The Personal Information Protection Act has been in force since 2012 and regulates the collection, processing and use of personal data by both the public and private sectors. The legislation provides strong protection of personal data; however, because these rules have not been in force for a long time, the extent to which this legislation will be enforced is still not clear.
Taiwanese regulators recently investigated major smartphone companies, including Chinese company Xiaomi, for breach of data protection laws (please click here for a link to our article regarding the investigation of this data breach in Singapore). Media outlets reported that Xiaomi phones had a default feature which collected address book data without users’ consent and Xiaomi said it would change this. In December 2014, regulators cleared these companies of any breach of data protection laws; however, regulators requested that mobile phone makers improve security surrounding the transmission of information.
Thailand does not have a comprehensive law relating to data protection. There is some existing legislation which sets out what specific industries can and cannot do with personal data. For example, laws applicable to the telecommunications industry prohibit a telecommunications operator from collecting sensitive personal information.

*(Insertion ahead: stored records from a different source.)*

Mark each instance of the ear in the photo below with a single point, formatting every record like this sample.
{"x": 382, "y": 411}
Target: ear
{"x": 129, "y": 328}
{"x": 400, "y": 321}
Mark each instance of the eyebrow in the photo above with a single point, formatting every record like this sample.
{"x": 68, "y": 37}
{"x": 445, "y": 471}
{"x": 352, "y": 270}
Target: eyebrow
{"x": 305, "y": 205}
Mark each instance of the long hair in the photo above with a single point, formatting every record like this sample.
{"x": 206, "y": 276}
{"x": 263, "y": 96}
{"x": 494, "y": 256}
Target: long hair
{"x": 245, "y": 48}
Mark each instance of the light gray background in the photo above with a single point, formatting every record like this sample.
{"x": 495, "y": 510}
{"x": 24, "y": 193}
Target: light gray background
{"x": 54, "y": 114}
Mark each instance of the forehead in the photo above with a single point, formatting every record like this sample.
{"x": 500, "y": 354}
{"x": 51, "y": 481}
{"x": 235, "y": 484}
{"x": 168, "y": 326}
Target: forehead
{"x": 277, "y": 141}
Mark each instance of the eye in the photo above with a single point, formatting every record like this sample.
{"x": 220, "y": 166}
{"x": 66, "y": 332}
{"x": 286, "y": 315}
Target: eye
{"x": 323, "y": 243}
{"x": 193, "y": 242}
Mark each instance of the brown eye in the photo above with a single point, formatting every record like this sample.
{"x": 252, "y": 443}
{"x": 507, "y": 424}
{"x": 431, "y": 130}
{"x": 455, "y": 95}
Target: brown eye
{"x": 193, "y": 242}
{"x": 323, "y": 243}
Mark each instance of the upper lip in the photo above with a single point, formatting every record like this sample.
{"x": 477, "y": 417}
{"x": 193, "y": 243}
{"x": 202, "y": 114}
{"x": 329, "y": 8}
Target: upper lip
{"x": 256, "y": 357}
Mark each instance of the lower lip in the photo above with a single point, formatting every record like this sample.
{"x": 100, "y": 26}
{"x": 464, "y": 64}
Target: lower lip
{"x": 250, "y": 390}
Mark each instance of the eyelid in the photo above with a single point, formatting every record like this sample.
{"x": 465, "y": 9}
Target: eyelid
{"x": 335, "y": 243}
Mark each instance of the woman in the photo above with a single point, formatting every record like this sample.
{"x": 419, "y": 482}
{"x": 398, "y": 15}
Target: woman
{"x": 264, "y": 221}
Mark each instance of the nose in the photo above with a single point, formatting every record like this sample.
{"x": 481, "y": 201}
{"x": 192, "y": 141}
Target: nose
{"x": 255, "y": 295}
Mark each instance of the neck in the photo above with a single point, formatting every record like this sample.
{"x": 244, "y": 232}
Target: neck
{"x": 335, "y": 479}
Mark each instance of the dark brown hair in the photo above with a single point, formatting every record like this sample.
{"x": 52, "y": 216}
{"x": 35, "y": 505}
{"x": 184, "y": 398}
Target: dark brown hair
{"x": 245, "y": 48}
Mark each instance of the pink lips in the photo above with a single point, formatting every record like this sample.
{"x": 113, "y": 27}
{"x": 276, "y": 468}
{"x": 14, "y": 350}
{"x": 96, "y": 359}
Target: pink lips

A draft Personal Information Protection Act is with the Office of the Public Sector Development Commission. There have been no further updates on the current status of this draft act, and, in light of the military taking over power in 2014, it is uncertain whether this draft will progress in the near future.
Vietnam does not have a comprehensive data privacy protection law. However, there are a number of laws dealing with data protection. For example, electronic personal data is regulated by Law of Information Technology and Law on Electronic Transactions.
A draft law on information safety, which covers cybersecurity and use of personal data, is under review by the government of Vietnam. The current status of this draft is not clear.
In 2014, the government of Vietnam issued new laws which replace and consolidate existing laws relating to the information communication technology sector. These new laws set out fines for breaches by companies and individuals of telecommunications and internet regulations, including fines for failing to protect electronic personal data. For example, a company will be fined if it collects, processes or uses an individual's personal information without his or her consent, or if it discloses personal information collected from a social network site without prior consent of the relevant individual.